The Impact Timeline:

  • October 2014: Won a Wildscreen Panda Campaign Award for "Tools of the Trade", our latest rhino message featuring Jackie Chan at the Wildscreen film festival.
  • August 2014: Held a media briefing for journalists in Ho Chi Minh City to inform them about our campaign and inspire them to be more involved.
  • August 8, 2014: Launched our Yao Ming documentary "The End of the Wild" in China, which aired in two parts on China Central Television.  
  • July 2014: WildAid Ambassadors and Vietnamese pop stars Thu Minh and Thanh Bui began filming two public service messages to air in Vietnam later this year.
  • April 2014: WildAid Executive Director Peter Knights delivered a presentation on rhino horn demand reduction and prospects for limiting rhino poaching at the Outraged Citizens Against Poaching Conference – Assessing the Risks of Rhino Horn Trade in Pretoria, South Africa
  • March 2014: We formally launched the rhino horn campaign in Vietnam in partnership with African Wildlife Foundation and CHANGE with the release of “Real Men”, a series of three public service messages featuring Vietnamese celebrities Anh Tuan, Thu Huong, and Quoc Trung, along with Vietnamese versions of “Tools of the Trade”, “Whole World”, and “Fatherhood”, as well as Jackie Chan billboards and print ads.
  • February 2014: We released two new rhino horn public service messages featuring Jackie Chan, “Tools of the Trade”, and the trio of Yao Ming, The Duke of Cambridge (Prince William), and David Beckham, “Whole World” in conjunction with the London Conference on the Illegal Wildlife Trade.
  • January 2014: South Africa announced that 1,004 of its rhinos were poached in 2013, a sharp increase from 13 in 2007. An additional 37 rhinos were killed for their horns in the first few weeks of 2014.
  • 2013: Distributed our rhino public service messages throughout China and secured more than 2,919 airings across 7 TV channels, amounting to $11 million in pro-bono broadcast value.
  • December 2013: We launched "Fatherhood", a new public service message featuring The Duke of Cambridge (Prince William), sports icon David Beckham, and Yao Ming.

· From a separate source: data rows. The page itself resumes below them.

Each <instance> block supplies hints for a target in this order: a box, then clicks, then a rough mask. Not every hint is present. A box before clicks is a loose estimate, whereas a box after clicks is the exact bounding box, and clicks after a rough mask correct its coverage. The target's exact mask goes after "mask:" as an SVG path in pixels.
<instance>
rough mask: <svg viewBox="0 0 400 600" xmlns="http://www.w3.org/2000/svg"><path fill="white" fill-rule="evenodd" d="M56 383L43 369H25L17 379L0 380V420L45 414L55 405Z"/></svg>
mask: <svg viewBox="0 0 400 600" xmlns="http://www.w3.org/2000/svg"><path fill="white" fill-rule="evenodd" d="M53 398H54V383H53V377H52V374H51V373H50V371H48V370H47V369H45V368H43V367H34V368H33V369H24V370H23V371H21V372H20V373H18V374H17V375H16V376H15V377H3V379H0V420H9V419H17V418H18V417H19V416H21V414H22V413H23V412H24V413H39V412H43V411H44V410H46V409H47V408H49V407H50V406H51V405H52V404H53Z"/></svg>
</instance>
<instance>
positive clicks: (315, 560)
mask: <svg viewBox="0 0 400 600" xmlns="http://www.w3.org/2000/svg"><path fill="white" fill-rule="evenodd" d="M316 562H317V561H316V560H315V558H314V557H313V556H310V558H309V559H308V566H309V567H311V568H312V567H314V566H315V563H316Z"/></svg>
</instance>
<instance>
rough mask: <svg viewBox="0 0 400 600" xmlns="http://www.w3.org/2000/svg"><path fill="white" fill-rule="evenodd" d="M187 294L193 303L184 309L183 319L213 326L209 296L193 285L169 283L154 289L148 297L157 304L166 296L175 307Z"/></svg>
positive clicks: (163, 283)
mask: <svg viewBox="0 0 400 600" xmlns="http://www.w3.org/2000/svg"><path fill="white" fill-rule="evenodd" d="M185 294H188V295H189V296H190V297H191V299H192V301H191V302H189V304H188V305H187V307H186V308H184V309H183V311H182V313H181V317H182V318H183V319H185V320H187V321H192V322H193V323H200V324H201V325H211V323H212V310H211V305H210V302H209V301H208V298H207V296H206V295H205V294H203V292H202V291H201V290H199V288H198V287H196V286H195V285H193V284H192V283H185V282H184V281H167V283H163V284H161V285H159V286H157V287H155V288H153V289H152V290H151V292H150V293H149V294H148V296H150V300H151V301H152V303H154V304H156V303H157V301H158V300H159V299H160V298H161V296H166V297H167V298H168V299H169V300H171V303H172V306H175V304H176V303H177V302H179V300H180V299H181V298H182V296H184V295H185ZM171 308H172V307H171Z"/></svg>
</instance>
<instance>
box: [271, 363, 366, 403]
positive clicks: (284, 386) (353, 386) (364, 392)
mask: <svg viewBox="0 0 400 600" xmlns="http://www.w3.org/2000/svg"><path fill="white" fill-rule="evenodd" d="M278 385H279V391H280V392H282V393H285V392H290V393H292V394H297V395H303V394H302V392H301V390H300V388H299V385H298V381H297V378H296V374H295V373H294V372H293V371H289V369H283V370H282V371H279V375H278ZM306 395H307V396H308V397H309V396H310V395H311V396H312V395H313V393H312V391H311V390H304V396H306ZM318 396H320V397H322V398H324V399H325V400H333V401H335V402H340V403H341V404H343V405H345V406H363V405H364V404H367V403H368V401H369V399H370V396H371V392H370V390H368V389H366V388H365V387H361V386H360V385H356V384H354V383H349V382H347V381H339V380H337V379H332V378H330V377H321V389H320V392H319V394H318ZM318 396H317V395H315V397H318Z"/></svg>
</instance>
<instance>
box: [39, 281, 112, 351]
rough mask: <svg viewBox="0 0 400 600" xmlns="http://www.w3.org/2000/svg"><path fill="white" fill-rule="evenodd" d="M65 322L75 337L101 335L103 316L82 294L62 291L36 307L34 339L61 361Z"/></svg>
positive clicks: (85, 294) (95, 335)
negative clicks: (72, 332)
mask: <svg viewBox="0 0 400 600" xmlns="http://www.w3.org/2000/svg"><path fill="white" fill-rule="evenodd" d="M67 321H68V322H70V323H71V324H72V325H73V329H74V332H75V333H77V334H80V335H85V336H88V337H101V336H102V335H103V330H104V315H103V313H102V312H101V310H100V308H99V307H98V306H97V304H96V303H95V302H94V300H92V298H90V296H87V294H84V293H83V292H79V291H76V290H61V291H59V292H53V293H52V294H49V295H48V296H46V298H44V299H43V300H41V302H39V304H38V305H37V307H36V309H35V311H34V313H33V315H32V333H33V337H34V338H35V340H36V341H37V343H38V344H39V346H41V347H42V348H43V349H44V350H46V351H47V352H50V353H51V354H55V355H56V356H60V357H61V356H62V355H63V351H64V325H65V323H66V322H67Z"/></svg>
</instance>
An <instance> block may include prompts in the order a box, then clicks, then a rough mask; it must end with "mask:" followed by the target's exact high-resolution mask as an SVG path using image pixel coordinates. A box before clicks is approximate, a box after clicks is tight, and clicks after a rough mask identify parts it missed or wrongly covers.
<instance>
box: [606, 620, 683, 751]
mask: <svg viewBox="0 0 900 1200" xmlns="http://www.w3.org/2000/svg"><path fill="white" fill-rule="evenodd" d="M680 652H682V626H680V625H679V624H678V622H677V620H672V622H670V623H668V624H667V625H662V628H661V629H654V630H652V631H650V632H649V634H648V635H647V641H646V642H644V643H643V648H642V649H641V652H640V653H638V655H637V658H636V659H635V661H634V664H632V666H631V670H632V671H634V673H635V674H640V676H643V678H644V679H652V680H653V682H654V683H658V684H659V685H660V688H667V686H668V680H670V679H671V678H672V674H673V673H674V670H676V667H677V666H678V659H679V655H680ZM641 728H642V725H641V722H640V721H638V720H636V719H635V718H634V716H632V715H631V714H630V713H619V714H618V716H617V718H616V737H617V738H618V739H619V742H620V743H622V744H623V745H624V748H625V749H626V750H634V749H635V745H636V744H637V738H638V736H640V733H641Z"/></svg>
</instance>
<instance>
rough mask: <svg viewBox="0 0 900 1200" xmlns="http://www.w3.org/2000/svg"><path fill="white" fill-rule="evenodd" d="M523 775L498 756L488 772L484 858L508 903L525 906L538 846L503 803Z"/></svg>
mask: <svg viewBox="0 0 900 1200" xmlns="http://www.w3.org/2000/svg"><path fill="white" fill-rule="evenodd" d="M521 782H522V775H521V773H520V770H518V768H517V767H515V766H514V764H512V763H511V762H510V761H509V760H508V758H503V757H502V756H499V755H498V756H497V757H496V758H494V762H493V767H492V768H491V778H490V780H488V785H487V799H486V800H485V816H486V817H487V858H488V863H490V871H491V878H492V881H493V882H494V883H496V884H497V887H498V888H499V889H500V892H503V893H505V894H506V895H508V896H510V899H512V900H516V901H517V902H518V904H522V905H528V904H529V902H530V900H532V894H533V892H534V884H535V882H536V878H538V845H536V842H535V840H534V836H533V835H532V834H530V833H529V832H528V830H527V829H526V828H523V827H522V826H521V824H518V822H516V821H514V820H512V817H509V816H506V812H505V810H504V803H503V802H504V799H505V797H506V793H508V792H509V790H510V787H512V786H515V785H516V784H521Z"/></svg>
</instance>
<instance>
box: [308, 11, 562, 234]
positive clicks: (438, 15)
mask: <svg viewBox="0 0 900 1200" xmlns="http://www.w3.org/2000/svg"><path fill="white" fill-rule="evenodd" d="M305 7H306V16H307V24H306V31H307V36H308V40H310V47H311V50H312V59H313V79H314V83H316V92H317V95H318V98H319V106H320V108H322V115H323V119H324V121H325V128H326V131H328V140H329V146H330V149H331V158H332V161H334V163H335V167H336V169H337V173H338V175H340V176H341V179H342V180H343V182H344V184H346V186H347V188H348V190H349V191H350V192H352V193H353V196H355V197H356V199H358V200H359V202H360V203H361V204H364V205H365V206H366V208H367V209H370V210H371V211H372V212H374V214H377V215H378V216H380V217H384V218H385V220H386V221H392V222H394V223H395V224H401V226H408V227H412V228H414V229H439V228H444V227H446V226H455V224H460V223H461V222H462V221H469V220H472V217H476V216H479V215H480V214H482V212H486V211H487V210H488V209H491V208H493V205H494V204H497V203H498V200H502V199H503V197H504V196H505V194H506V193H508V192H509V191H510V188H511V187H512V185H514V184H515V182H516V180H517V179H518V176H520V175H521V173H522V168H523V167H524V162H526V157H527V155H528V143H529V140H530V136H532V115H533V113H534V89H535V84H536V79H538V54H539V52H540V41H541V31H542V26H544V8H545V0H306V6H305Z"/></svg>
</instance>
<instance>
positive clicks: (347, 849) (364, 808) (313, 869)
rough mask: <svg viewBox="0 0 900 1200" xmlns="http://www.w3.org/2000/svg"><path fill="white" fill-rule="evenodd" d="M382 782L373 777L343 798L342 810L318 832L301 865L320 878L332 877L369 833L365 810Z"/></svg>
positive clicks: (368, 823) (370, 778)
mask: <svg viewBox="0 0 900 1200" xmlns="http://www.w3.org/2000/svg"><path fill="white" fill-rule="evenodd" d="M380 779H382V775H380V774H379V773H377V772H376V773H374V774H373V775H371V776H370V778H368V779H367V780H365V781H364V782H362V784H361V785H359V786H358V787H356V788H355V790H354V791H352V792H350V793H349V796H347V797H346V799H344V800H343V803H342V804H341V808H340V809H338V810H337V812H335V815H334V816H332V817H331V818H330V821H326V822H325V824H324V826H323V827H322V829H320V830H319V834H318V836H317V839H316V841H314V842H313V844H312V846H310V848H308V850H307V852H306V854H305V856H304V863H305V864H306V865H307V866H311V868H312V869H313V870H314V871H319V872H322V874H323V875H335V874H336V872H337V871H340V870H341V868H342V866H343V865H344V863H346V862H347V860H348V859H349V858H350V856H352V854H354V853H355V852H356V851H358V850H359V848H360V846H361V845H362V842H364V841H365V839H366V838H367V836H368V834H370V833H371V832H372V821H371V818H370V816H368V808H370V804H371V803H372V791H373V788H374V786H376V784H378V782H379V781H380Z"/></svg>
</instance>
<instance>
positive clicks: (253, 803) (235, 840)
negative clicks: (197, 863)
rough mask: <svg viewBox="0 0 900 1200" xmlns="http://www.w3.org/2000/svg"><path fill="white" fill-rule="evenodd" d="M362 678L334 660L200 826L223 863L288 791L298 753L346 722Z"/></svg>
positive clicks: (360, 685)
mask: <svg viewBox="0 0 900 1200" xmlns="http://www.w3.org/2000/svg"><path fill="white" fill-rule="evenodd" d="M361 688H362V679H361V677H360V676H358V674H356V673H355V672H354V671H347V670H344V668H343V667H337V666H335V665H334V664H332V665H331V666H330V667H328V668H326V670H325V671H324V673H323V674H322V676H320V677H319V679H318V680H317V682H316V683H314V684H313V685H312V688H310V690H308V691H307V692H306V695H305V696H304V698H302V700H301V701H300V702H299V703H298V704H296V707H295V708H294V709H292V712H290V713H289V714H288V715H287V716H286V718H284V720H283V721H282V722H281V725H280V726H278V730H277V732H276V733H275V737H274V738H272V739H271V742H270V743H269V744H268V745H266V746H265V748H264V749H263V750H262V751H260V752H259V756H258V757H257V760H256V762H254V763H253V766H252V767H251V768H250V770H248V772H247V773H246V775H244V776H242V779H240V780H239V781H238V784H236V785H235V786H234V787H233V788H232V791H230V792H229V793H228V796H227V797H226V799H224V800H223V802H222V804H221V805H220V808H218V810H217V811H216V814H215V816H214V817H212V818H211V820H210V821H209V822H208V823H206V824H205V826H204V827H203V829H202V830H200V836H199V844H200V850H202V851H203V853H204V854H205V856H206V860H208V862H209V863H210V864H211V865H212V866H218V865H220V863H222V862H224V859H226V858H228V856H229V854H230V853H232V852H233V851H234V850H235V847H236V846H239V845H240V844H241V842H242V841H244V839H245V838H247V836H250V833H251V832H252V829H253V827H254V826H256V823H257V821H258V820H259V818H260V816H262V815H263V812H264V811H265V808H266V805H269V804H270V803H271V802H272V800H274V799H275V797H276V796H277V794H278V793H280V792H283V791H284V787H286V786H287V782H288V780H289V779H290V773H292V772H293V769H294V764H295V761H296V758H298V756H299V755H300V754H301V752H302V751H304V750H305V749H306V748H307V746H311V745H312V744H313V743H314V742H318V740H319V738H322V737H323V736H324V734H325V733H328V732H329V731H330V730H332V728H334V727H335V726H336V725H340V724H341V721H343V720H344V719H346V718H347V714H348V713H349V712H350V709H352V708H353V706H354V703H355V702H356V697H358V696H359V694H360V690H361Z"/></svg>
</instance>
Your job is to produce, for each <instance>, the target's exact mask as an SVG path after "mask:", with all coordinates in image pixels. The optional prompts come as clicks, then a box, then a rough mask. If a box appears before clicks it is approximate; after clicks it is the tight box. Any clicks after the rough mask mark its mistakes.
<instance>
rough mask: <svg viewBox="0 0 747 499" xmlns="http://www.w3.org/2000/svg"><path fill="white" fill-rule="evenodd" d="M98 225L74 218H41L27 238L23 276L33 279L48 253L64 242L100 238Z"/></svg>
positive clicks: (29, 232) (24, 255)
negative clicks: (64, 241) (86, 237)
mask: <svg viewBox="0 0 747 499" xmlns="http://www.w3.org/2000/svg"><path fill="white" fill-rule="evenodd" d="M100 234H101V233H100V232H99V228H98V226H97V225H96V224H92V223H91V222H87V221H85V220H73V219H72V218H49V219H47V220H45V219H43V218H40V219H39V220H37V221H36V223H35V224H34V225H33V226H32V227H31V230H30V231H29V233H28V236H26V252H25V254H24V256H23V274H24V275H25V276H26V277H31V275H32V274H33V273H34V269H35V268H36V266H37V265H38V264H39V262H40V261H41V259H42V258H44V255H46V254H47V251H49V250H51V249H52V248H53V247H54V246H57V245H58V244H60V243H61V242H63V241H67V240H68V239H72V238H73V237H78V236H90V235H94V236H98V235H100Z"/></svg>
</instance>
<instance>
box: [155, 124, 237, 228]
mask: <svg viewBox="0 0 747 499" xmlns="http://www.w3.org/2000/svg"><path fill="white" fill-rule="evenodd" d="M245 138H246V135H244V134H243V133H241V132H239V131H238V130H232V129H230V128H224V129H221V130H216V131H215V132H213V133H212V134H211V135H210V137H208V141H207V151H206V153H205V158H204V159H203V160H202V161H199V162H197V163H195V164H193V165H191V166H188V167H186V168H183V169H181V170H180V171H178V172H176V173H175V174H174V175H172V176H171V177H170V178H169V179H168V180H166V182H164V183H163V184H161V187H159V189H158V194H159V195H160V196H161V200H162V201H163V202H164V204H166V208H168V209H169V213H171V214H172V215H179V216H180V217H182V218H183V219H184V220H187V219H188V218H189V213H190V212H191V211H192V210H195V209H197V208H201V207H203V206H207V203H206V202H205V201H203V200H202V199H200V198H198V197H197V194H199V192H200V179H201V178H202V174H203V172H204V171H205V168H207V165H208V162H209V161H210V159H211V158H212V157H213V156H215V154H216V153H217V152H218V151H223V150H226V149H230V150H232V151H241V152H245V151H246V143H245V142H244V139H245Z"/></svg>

  • November 2013: Together with NBA Cares, we launched a broadcast and social media campaign in China featuring Pau Gasol of the L.A. Lakers.
  • October 2013: WildAid Ambassador, artist, and activist Asher Jay created the “Blood Horn” and “Africa’s Panda’s” campaigns for publications in China and an English language social media initiative.
  • September 2013: Along with African Wildlife Foundation, we officially launched “The Sickening Truth” graphic video message online in three languages: English, Mandarin, and Vietnamese.
  • September 2013: The Duke of Cambridge (Prince William), sports icon David Beckham, and Yao Ming met in London to film two public service messages for WildAid (first message released December 2013, second message released February 2014).
  • September 2013: We re-launched Yao Ming’s blog as he re-visited Kenya to continue filming for “The End of the Wild” documentary to be released in 2014.
  • June 2013: WildAid Ambassador Jackie Chan filmed a public service message to air in China and Vietnam.
  • June 2013: WildAid Ambassador and American actress Maggie Q filmed a public service announcement to air in China and Vietnam.
  • May 2013: China’s leading actress, Li Bing Bing, filmed a public service message to air in China and Vietnam.
  • April 2013: Together with Yao Ming and the African Wildlife Foundation we launched the “Say No to Rhino Horn” campaign in Beijing.
  • April 2013: CCTV and nearly two dozen broadcast stations began airing several public service massages featuring Yao Ming’s recent visit to Africa.
  • March 2013: We compiled the “Rhino Horn Demand” report, showing a significant lack of knowledge among China’s residents regarding rhino poaching and a strong willingness to ban rhino horn once presented with the facts of the trade.
How can you help?: 
  • First and foremost, do not buy any products made of rhino horn.
  • Tell your friends and relatives that they may be contributing to the irreversible decline of rhino populations by consuming rhino horn.
  • Contact your elected officials asking them what steps they are taking to end the rhino horn trade.